The West Virginia Senate on Wednesday passed a bill to add edibles to the permitted forms of medical cannabis.
Senate Bill 590 adds edible form to the list of permitted cannabis forms for consumption by patients in the medical cannabis program. The bill prohibits the sale of products that may entice children, including but not limited to the shapes of animals or humans.
The Bureau for Public Health also has rule-making authority within the Medical Cannabis Act, and could require products be childproofed, for example, said Sen. Mike Maroney, R-Marshall, chair of the Senate Health Committee.
Edibles were included in the initial drafts of the Medical Cannabis Act, including when it passed the Senate in 2017.
Sen. Mike Woelfel, D-Cabell, said he was persuaded to draft the act because of two friends who were combat veterans. One had terminal cancer, and he told Woelfel if he survived, medical cannabis could help sustain his appetite.
“That’s what persuaded me to bring this back to the attention of the body,” Woelfel said.
Two senators voiced their opposition to the bill, citing statistics of rising use and accidental use by children.
Sen. Robert Karnes, R-Randolph, said he doesn’t believe the bill as amended by the Health Committee was enough to prevent misuse. He said anything with sugar would attract the attention of a child. He read off a list of “gross” candy marketed at children, including vomit-flavored jelly beans from the Jelly Belly Harry Potter line.
“If kids are enticed by ‘camel balls,’ I’m not sure there’s anything that won’t entice them,” he said, referring to a type of liquid-filled gumballs.

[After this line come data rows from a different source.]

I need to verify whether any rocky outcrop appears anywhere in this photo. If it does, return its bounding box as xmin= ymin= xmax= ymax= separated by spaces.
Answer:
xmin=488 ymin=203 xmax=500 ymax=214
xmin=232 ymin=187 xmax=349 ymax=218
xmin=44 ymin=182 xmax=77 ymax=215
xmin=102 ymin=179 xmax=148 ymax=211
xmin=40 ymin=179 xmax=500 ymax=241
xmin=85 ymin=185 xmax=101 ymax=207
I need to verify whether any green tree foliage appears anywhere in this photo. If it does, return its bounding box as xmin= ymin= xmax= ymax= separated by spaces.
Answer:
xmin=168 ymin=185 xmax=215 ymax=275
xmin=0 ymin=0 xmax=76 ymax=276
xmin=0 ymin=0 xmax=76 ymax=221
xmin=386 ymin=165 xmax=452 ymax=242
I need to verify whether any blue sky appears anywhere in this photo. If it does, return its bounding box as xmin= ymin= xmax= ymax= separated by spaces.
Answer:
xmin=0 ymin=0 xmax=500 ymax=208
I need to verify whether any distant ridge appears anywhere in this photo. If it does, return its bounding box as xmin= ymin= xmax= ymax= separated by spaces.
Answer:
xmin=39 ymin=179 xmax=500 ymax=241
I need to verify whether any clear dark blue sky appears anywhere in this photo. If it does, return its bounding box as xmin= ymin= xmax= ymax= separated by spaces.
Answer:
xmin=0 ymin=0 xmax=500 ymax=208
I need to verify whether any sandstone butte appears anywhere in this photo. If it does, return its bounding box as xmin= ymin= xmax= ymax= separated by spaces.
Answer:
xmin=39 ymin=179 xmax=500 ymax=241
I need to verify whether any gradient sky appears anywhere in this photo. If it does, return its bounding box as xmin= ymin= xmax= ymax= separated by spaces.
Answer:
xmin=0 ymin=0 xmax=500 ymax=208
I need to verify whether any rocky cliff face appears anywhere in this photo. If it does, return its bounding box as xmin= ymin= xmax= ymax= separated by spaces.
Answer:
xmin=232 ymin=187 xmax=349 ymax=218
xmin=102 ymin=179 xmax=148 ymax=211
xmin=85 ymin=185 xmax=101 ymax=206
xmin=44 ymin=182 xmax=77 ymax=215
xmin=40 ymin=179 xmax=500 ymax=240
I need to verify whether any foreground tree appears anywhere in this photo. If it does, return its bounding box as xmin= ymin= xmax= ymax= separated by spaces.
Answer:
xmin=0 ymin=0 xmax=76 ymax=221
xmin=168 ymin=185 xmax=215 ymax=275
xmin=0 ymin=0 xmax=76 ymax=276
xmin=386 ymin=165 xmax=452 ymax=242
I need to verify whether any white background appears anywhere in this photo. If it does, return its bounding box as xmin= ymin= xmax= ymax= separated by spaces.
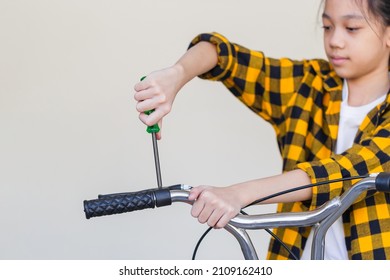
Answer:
xmin=0 ymin=0 xmax=324 ymax=260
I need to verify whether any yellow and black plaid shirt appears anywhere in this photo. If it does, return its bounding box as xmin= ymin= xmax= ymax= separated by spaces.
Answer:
xmin=190 ymin=33 xmax=390 ymax=259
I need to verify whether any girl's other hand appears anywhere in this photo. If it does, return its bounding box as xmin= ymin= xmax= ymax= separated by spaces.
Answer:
xmin=189 ymin=186 xmax=242 ymax=229
xmin=134 ymin=65 xmax=181 ymax=139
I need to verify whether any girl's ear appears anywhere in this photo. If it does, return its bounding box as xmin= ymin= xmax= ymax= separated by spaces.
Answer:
xmin=385 ymin=26 xmax=390 ymax=48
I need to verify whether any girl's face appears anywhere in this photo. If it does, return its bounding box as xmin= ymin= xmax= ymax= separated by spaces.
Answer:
xmin=322 ymin=0 xmax=390 ymax=79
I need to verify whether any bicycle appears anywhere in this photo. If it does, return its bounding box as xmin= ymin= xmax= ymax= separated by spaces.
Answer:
xmin=84 ymin=172 xmax=390 ymax=260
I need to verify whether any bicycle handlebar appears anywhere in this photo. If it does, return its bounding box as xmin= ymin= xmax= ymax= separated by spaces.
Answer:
xmin=84 ymin=172 xmax=390 ymax=259
xmin=84 ymin=185 xmax=187 ymax=219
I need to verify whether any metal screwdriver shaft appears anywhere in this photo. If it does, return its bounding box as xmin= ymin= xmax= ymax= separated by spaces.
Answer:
xmin=141 ymin=77 xmax=162 ymax=189
xmin=145 ymin=110 xmax=162 ymax=189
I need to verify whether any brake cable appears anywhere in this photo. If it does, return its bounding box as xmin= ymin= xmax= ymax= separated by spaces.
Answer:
xmin=192 ymin=175 xmax=369 ymax=260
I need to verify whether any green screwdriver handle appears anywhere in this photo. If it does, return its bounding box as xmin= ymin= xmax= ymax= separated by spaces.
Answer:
xmin=141 ymin=76 xmax=160 ymax=133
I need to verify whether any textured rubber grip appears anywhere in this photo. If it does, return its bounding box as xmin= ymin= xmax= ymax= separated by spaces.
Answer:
xmin=84 ymin=190 xmax=156 ymax=219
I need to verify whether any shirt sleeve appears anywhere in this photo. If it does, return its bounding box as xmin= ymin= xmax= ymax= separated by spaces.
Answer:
xmin=297 ymin=111 xmax=390 ymax=209
xmin=189 ymin=33 xmax=310 ymax=133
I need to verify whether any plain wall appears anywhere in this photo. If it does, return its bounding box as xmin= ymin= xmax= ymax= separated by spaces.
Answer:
xmin=0 ymin=0 xmax=324 ymax=259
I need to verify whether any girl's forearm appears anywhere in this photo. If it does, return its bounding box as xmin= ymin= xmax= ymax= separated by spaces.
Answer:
xmin=173 ymin=42 xmax=218 ymax=86
xmin=231 ymin=169 xmax=312 ymax=207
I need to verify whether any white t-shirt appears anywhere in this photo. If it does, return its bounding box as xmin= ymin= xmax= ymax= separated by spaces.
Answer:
xmin=301 ymin=81 xmax=386 ymax=260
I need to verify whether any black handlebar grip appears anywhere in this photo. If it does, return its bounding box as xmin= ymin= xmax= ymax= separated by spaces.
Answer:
xmin=84 ymin=190 xmax=156 ymax=219
xmin=375 ymin=172 xmax=390 ymax=192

Studies of medical cannabis programs across the country found accidental use by children increased following implementation. A study of Colorado published in the Journal of the American Medical Association found regional poison control calls increased “significantly” and at a higher rate than the rest of the country between 2009 and 2015. Edibles were the culprit in a little more than half of all cases.

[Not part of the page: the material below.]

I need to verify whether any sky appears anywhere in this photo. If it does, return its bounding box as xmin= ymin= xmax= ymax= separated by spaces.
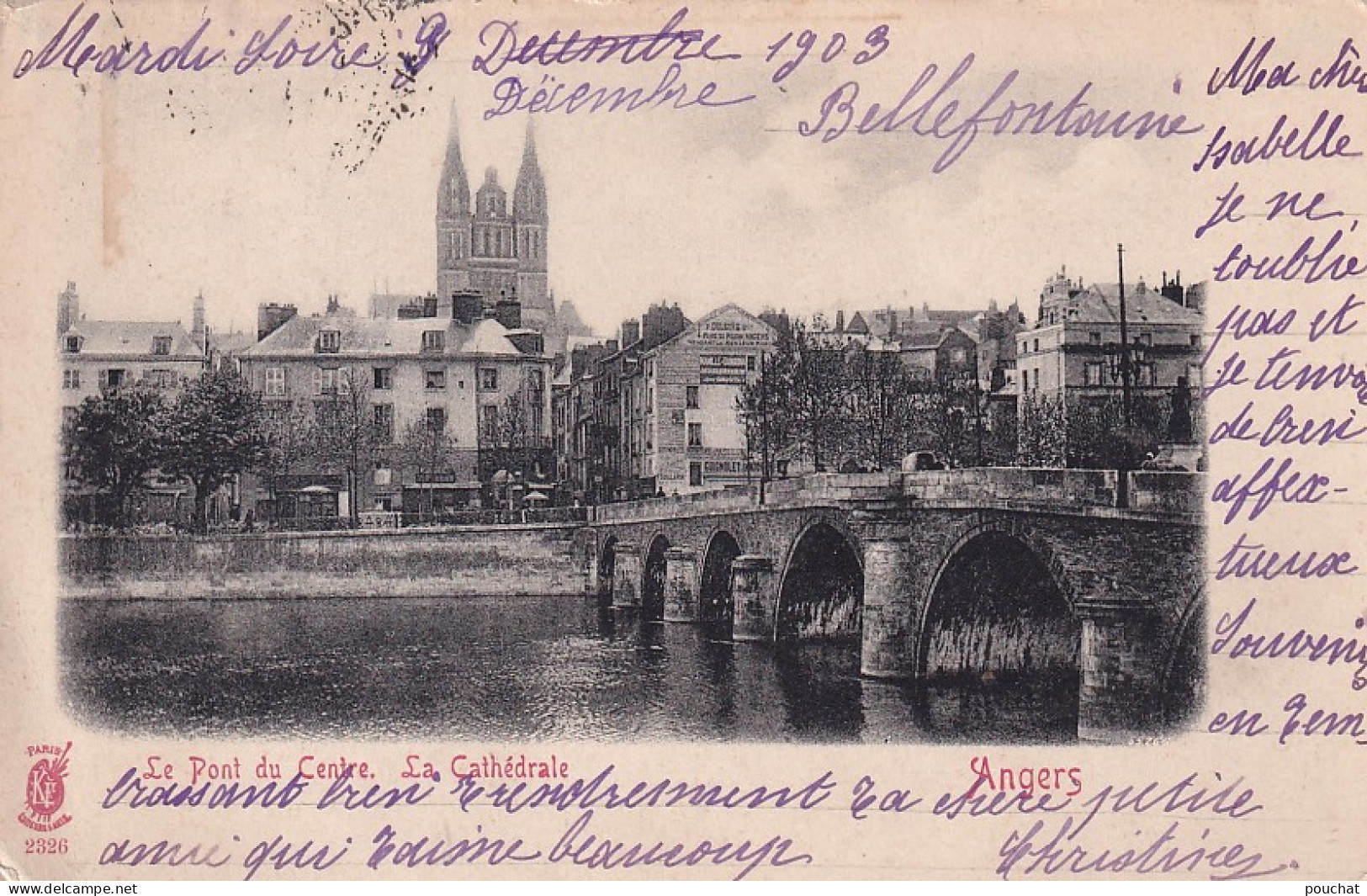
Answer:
xmin=0 ymin=0 xmax=1323 ymax=334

Colorado enacted stricter packaging laws after increases were seen. SB 590 is modeled after that legislation.
Sen. Tom Takubo, R-Kanawha, a physician, said while the percentages in the studies are large, the actual number of cases is still relatively low. The Colorado study found 81 patients were hospitalized in the six-year period. The rate increased from one in 2009 to 16 in 2015.
Takubo said he is against smoking marijuana because of the danger to the lungs, but edibles are a good balance to still provide the benefits to those who need it.
“If you take away the edible fashion, there are some people who can benefit, like the gentleman from Cabell — he probably smoked a lot of tobacco because they smoked a lot of tobacco [in the military in wars like] World War II and Vietnam. He probably doesn’t have very good lung function,” Takubo said. “In order to get those, if we take out edibles, they are going to try and make it themselves, because if they smoke it they might not be able to breathe after.”
The bill passed 26-8 and now heads to the House of Delegates.
No patients in West Virginia have access to medical cannabis yet, but registration of patients began last year. Last week, the Department of Health and Human Resources announced a laboratory permit for medical cannabis testing was awarded to Analabs Inc., of Crab Orchard. The lab is expected to perform a range of testing to ensure products are safe for patient medical use.